À son réveil, elle se trouva mieux et appela la pucelle :

– Belle cousine, lui dit-elle, me feriez-vous bien un message ? Mais, si vous n’étiez sage et discrète, j’en mourrais de chagrin.

– Dame, je suis de votre lignage et votre plus proche parente : si vous me manquiez, tout me manquerait, car je n’attends nul bien en ce monde que de vous.

– Il vous faut donc aller en Gaule et chercher là le château de Trèbe. Tout auprès s’élève une abbaye jadis bâtie en mémoire du roi Ban : on la nomme le Moutier royal ; elle se dresse sur une colline, auprès d’un lac. Pénétrez hardiment dans cette eau, car ce n’est qu’enchantement ; ou, si vous n’avez le cœur de le faire, attendez d’y voir entrer quelqu’un et suivez-le. Vous y trouverez de belles maisons et de sages et courtoises gens à qui vous demanderez de vous conduire à la Dame du Lac, qui a nom Viviane. Et, quand vous serez devant elle, vous la supplierez de venir à moi et vous lui remettrez ce message.

Comme elle achevait ces mots, le roi entra dans la chambre, qui fut tout joyeux de la voir assise sur son lit.

– Dame, demanda-t-il, comment vous sentez-vous ?

– Sire, non plus si malade qu’hier, Dieu merci.

– Avez-vous mangé ? fit-il.

– Sire, oui, un peu.

– Je voudrais bien que vous pussiez vous lever et venir causer avec mes chevaliers : peut-être en apprendriez-vous des nouvelles qui vous réconfortassent.

– Sire, je suis encore trop faible.

– Je m’en vais donc, car il est temps de dîner.

Là-dessus, il sortit et annonça à tout le monde qu’elle se trouvait mieux. Aussitôt les dames et demoiselles accoururent dans la chambre de la reine, et elles s’efforcèrent de l’égayer ; mais comment aurait-elle eu quelque joie au cœur, quand elle avait perdu celui dont toute joie lui venait ?

Le lendemain, elle remit à sa cousine une robe de soie, avec la cotte et le manteau pareils, pour chevaucher, et un autre manteau, très beau, à vêtir dans les hautes cours. Puis elle fit amener le meilleur de ses palefrois qui fut garni aussi richement que possible. Enfin elle donna à la demoiselle un nain bien emparlé, qui connaissait une foule de langages, et un écuyer preux et hardi pour l’escorter. Et, les coffres chargés sur les sommiers, la demoiselle s’en fut droit vers la Gaule, avec ses gens.

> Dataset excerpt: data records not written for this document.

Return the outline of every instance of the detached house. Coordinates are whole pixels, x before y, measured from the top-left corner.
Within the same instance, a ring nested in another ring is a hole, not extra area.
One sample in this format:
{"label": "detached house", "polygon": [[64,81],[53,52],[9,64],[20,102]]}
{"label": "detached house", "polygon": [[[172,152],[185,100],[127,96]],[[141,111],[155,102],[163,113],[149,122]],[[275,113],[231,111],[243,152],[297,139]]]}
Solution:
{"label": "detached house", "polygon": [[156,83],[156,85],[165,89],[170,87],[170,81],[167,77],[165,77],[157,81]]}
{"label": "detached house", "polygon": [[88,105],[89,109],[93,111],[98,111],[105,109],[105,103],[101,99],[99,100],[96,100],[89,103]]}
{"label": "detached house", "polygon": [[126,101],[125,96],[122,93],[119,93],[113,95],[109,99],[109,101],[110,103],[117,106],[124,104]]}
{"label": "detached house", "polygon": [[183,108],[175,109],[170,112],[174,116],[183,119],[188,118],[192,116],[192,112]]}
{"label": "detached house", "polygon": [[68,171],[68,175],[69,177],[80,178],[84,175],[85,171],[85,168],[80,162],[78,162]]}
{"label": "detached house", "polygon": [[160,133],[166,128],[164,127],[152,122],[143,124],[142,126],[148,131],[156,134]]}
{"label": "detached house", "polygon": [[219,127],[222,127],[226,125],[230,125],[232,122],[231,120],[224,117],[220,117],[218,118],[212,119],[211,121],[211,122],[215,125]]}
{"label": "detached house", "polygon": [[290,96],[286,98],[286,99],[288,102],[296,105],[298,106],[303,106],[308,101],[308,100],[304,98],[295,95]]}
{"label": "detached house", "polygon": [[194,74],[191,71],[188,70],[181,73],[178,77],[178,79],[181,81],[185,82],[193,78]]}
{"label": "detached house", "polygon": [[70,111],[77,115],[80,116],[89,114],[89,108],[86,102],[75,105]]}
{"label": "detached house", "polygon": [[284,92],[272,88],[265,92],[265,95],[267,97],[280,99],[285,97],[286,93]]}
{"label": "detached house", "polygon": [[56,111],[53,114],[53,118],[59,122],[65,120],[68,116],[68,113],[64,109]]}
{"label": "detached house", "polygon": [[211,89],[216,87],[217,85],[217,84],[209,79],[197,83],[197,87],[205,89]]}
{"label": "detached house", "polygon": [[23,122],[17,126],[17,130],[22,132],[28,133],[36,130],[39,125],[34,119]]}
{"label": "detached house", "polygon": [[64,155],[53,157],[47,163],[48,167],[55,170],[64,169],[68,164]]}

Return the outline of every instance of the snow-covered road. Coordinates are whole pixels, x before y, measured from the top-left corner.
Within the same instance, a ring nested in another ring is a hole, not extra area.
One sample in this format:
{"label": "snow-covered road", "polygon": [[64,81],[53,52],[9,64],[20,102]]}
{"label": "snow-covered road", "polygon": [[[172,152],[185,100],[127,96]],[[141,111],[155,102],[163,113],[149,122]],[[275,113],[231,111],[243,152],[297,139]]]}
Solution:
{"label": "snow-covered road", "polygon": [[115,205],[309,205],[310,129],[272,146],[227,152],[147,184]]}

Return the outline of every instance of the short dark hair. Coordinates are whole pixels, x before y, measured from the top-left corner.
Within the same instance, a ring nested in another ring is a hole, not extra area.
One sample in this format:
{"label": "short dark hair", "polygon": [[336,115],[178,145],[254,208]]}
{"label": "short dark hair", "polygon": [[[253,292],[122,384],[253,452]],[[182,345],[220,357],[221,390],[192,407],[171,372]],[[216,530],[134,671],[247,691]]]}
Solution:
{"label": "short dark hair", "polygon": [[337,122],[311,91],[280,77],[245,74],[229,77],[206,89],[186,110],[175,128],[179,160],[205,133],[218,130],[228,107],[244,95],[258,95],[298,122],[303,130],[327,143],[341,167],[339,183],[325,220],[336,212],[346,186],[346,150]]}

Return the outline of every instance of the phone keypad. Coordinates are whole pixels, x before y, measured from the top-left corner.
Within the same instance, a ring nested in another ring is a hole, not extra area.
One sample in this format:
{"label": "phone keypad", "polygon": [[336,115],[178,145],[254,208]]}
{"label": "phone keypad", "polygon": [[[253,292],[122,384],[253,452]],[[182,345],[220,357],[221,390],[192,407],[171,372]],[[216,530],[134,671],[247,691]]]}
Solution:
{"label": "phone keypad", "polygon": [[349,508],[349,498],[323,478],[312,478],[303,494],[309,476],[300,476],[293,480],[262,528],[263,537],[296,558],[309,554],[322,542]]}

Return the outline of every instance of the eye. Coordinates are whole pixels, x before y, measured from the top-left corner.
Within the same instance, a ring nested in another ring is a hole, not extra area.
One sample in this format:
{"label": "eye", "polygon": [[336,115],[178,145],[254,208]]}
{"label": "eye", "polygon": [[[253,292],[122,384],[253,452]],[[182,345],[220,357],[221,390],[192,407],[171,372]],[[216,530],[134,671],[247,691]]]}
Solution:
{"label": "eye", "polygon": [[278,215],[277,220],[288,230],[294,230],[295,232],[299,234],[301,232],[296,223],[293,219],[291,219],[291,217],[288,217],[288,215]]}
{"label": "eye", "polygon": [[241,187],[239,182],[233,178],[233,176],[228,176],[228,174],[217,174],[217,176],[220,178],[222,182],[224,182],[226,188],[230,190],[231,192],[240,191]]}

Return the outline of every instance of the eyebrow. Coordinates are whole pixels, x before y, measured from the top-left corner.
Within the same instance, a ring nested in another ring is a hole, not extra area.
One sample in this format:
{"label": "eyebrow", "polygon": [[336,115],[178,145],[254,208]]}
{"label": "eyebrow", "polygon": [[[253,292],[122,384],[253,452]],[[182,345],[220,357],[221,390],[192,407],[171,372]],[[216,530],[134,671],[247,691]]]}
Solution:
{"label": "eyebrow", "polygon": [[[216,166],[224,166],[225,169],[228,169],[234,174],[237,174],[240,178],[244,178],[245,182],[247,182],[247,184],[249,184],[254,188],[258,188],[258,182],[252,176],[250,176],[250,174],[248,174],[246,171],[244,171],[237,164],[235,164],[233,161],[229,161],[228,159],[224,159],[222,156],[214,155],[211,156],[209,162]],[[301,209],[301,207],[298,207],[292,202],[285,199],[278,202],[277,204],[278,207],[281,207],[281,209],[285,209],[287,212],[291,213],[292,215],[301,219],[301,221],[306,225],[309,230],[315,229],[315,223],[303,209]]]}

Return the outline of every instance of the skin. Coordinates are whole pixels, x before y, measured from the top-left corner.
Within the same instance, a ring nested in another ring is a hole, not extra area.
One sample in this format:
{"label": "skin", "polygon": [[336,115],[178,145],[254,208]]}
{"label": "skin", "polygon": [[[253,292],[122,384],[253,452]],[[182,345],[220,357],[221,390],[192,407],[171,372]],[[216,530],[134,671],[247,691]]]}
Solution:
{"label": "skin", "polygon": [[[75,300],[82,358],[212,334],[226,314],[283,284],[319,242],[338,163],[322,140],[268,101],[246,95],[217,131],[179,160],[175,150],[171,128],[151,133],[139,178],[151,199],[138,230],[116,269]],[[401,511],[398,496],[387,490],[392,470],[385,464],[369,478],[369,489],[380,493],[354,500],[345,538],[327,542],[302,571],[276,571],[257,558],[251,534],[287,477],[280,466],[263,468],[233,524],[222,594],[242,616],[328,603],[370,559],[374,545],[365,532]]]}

La reine avait monté sur la plus haute tour pour la voir s’éloigner. Quand sa cousine eut disparu dans la forêt, le cœur lui manqua. Mais, en baissant les yeux, elle vit à son doigt un anneau que Lancelot lui avait donné, et cela la réconforta un peu. Puis elle descendit dans sa chambre et pria Notre Seigneur de lui envoyer des nouvelles de celui qu’elle désirait, telles qu’elle pût être joyeuse.

Et ce fut peu après que Lionel revint à Camaaloth : il conta comment il avait quitté Lancelot sain et sauf devant le château où l’avait conduit la vieille, et la reine s’en réjouit fort, et le roi Artus et toute la cour comme elle. Mais le conte dit maintenant ce qu’il advint de sa cousine, qui chevauchait vers la Dame du Lac.